Martha Wainwright – I Know You’re Married But I’ve Got Feelings Too – review

Since seeing Martha Wainwright at Wychwood Festival a few years ago, I’ve followed her career with interest, always suspecting that the real vocal talent in the Wainwright siblings didn’t belong to her more flamboyant brother but actually Martha herself. Incidentally, I’ve also always really envied her incredible legs, which if Pretty Polly don’t wake up to and offer her an advertising contract sharpish, they’re fools to themselves.

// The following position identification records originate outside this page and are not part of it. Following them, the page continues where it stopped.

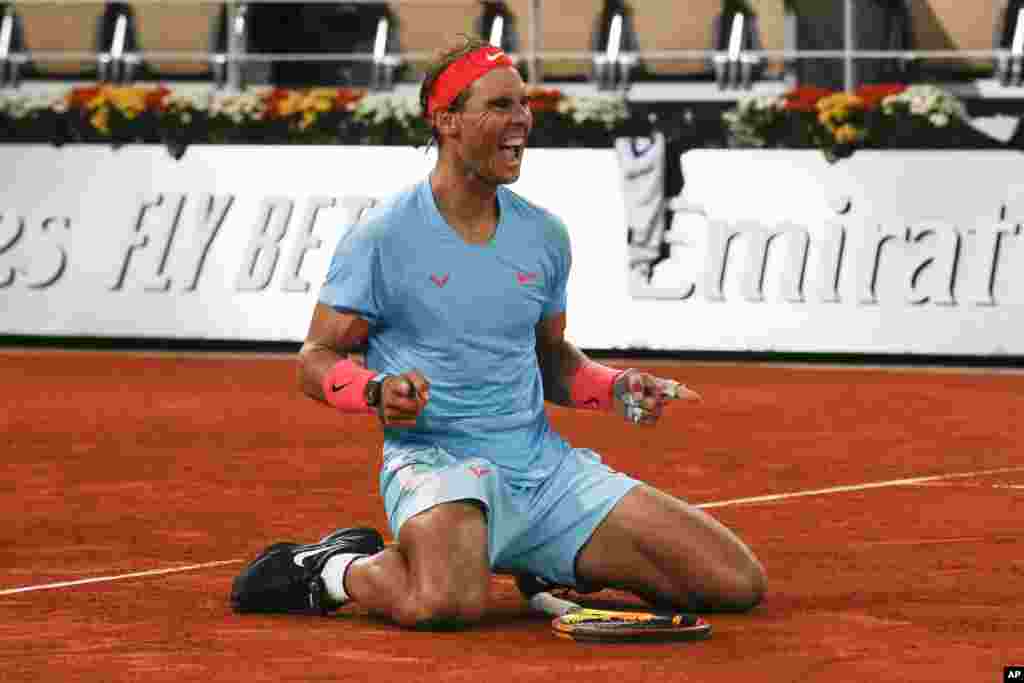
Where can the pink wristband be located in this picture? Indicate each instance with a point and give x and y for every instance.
(344, 386)
(592, 386)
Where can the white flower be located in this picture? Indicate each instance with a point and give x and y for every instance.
(248, 104)
(380, 108)
(196, 101)
(24, 105)
(926, 100)
(608, 111)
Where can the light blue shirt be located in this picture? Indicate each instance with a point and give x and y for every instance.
(463, 314)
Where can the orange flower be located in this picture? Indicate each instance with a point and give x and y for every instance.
(544, 99)
(805, 98)
(283, 102)
(156, 99)
(346, 98)
(848, 134)
(80, 97)
(872, 94)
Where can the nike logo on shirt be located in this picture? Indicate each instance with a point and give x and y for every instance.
(300, 557)
(525, 278)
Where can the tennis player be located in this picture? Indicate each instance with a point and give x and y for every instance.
(456, 288)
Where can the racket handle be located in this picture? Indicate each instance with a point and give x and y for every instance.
(546, 603)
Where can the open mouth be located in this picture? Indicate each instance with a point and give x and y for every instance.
(512, 147)
(512, 153)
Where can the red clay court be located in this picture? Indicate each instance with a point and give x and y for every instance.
(888, 508)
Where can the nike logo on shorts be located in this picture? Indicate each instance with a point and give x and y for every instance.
(300, 557)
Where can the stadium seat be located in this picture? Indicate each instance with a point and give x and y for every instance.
(615, 44)
(735, 31)
(1010, 36)
(117, 44)
(12, 65)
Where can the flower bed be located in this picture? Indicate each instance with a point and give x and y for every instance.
(275, 116)
(887, 116)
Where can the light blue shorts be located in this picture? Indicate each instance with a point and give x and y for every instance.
(537, 529)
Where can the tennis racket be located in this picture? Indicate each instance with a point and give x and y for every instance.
(574, 622)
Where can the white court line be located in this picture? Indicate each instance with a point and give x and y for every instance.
(715, 504)
(99, 580)
(857, 486)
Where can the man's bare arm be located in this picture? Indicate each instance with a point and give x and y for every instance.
(558, 358)
(332, 336)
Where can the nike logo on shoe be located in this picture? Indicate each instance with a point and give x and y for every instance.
(299, 558)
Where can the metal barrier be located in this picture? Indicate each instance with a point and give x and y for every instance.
(733, 69)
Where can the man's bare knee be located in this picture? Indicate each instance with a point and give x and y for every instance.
(743, 591)
(435, 610)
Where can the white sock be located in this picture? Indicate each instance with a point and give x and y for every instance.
(334, 575)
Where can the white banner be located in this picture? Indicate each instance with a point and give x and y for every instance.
(894, 252)
(884, 252)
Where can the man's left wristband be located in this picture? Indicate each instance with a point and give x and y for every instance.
(345, 386)
(373, 392)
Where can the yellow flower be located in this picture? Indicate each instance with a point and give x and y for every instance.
(130, 100)
(847, 134)
(100, 120)
(290, 103)
(320, 99)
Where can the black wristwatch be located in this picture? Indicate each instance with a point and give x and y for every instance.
(372, 393)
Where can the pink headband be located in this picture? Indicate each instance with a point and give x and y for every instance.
(461, 73)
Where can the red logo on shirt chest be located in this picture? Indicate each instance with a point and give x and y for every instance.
(478, 470)
(525, 278)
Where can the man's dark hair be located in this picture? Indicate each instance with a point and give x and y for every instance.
(444, 59)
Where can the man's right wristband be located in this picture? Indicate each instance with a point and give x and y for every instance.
(345, 385)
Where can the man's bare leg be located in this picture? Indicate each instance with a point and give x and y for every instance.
(668, 551)
(438, 573)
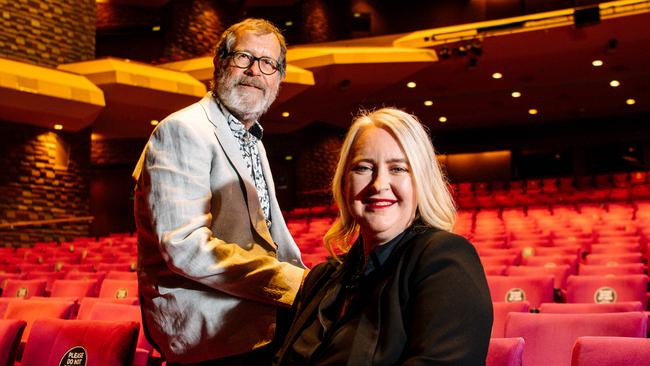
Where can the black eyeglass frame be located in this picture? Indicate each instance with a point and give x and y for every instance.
(275, 65)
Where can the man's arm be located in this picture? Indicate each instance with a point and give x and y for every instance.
(175, 182)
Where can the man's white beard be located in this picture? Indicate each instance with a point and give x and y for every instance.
(246, 106)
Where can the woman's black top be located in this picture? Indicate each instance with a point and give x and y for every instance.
(420, 299)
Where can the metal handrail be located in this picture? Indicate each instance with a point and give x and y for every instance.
(13, 225)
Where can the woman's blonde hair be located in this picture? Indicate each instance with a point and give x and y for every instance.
(435, 206)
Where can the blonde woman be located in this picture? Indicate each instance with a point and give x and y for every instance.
(407, 291)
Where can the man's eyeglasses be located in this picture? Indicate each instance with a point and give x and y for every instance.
(244, 60)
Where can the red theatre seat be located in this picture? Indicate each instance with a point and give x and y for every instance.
(501, 310)
(119, 289)
(24, 288)
(533, 289)
(621, 269)
(10, 332)
(30, 310)
(62, 342)
(74, 288)
(550, 337)
(619, 307)
(505, 352)
(560, 273)
(611, 351)
(607, 289)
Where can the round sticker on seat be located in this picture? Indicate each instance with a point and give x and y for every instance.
(121, 293)
(22, 292)
(605, 295)
(75, 356)
(515, 295)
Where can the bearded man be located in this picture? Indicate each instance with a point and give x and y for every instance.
(216, 262)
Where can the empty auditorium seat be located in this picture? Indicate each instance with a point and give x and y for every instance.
(113, 311)
(24, 288)
(11, 330)
(74, 288)
(607, 289)
(620, 269)
(505, 352)
(87, 303)
(611, 351)
(62, 342)
(501, 310)
(573, 308)
(613, 259)
(550, 337)
(122, 275)
(30, 310)
(560, 273)
(119, 289)
(533, 289)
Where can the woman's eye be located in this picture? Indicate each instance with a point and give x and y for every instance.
(361, 168)
(399, 169)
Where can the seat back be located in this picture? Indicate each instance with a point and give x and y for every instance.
(66, 342)
(30, 310)
(24, 288)
(611, 351)
(607, 289)
(614, 259)
(87, 303)
(119, 289)
(621, 269)
(113, 311)
(501, 310)
(74, 288)
(577, 308)
(550, 337)
(10, 332)
(533, 289)
(560, 273)
(505, 352)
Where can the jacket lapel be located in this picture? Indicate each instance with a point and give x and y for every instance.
(230, 147)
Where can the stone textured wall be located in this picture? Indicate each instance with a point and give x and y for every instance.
(196, 26)
(32, 187)
(116, 152)
(47, 32)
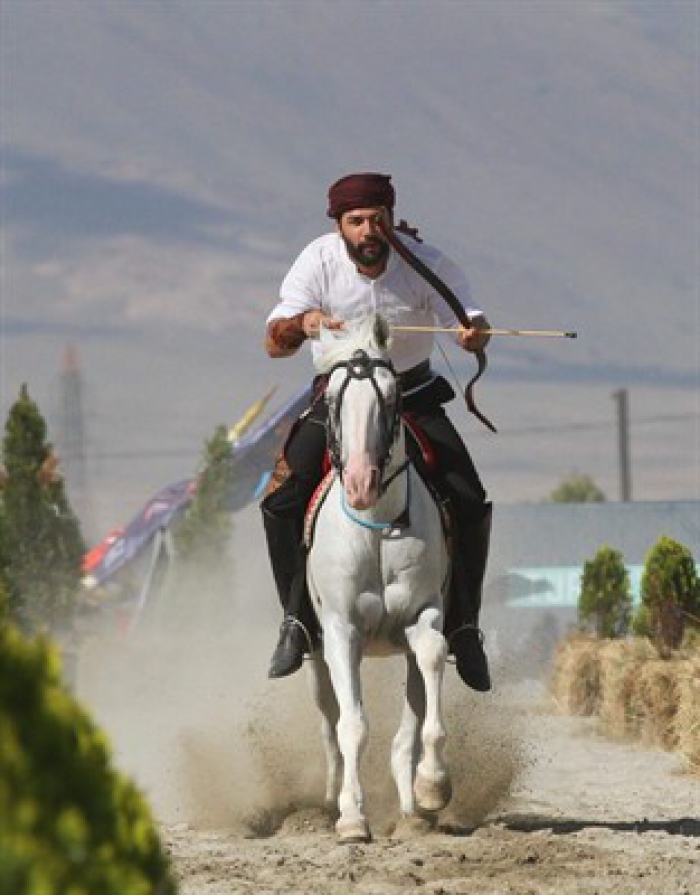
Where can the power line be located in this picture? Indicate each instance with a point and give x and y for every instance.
(183, 453)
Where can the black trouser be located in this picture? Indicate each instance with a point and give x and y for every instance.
(455, 477)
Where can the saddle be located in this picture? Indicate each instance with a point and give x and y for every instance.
(422, 457)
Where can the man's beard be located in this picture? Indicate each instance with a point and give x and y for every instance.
(370, 253)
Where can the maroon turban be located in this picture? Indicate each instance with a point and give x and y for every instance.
(360, 191)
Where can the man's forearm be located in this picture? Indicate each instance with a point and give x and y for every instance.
(284, 336)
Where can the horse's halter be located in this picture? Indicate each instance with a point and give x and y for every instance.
(362, 366)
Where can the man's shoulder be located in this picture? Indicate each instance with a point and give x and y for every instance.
(323, 248)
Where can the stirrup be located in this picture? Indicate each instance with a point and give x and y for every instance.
(467, 626)
(291, 620)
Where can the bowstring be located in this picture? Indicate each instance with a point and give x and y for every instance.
(451, 370)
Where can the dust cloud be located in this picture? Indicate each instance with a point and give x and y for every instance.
(212, 743)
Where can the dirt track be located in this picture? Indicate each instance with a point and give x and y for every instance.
(580, 815)
(232, 766)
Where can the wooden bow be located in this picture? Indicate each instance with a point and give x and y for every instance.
(455, 304)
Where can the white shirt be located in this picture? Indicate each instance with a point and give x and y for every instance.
(325, 278)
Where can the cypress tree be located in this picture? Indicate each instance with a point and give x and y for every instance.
(41, 547)
(205, 529)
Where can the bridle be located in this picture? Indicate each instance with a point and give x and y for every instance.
(359, 367)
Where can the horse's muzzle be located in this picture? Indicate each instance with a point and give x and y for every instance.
(361, 483)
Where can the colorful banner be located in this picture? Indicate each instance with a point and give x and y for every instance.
(253, 454)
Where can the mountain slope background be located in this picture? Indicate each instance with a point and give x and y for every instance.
(163, 163)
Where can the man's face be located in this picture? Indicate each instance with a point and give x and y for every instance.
(359, 229)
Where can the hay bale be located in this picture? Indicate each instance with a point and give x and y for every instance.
(655, 698)
(575, 680)
(687, 720)
(620, 664)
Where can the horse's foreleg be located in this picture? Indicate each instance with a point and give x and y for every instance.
(432, 786)
(406, 746)
(342, 654)
(324, 697)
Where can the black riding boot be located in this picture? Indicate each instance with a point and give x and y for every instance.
(288, 557)
(462, 624)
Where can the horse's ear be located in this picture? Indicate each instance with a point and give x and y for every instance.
(381, 332)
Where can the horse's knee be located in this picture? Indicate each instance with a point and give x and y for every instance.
(430, 648)
(352, 728)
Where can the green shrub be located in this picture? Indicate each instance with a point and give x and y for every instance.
(605, 601)
(670, 593)
(69, 823)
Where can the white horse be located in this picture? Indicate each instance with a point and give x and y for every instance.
(377, 573)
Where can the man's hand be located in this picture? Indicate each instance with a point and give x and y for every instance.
(312, 322)
(473, 339)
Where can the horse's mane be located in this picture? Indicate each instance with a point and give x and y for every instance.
(369, 334)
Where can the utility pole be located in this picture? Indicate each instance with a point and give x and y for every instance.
(71, 434)
(623, 444)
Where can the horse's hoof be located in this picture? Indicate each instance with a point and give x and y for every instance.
(413, 826)
(432, 795)
(353, 832)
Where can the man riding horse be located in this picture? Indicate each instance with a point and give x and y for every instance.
(341, 276)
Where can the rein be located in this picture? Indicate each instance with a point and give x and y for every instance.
(456, 306)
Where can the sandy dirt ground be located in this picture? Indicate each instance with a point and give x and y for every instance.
(584, 816)
(232, 766)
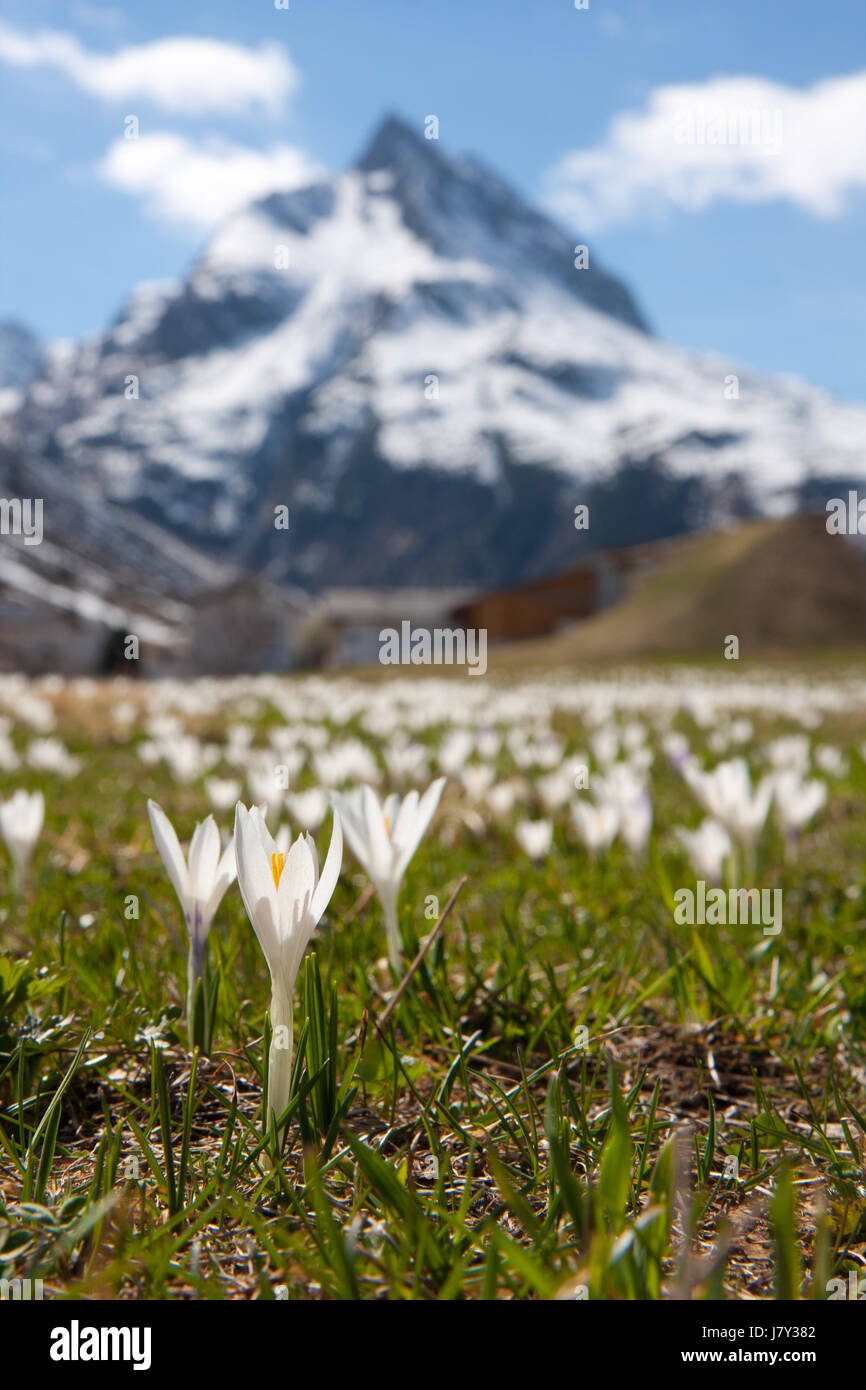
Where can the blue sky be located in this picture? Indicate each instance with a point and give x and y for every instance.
(762, 260)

Said legs are paraded seductively on the album cover, which was taken by former YBA (actually – good point – when do you stop being a YBA?) Sam Taylor Wood. The involvement of such a figure, along with a gaggle of musicians including Garth Hudson, Pete Townshend, brother Rufus and mum and aunt Kate and Anna McGarrigle respectively, serve to up Martha’s credibility ratings. Not that she needs to worry about such issues as being cool. The voice (hereon referred to as ‘The Voice’) alone confidently sweeps such anxieties aside without even trying.

On this, her second album, her vocals do more than prove she has not just a fine pair of lungs on her but that she is the real deal: she can go from sounding coy and girlish to wearying and experienced in the space of an octave (“I Wish I Were”).

Like her debut, this LP is similarly emotionally honest (what else can you say about a debut boasting a song title like “Bloody Mother Fu**ing A**hole”?!). Although there are still some allusions to her father Loudon Wainwright III, on this outing she seems more interested in documenting heartbreak – oddly perverse given that she’s recently tied the knot. But when has Martha (or indeed any of the members of her famous family) been accused of being conventional? She and brother Rufus have subjected their father to well documented slaggings in previous songs and the drama of their family life has claimed many column inches in the music press. I won’t labour over it all here, simply because to do so would detract from celebrating the immense affection I feel for this album after only a handful of listens. Martha has a voice that immediately lures you into her psychological landscape; a landscape which is fascinating not only because it lists aftershows and all the paraphernalia that comes with being a child of rock royalty, but also for the sheer depth of raw feeling it conveys.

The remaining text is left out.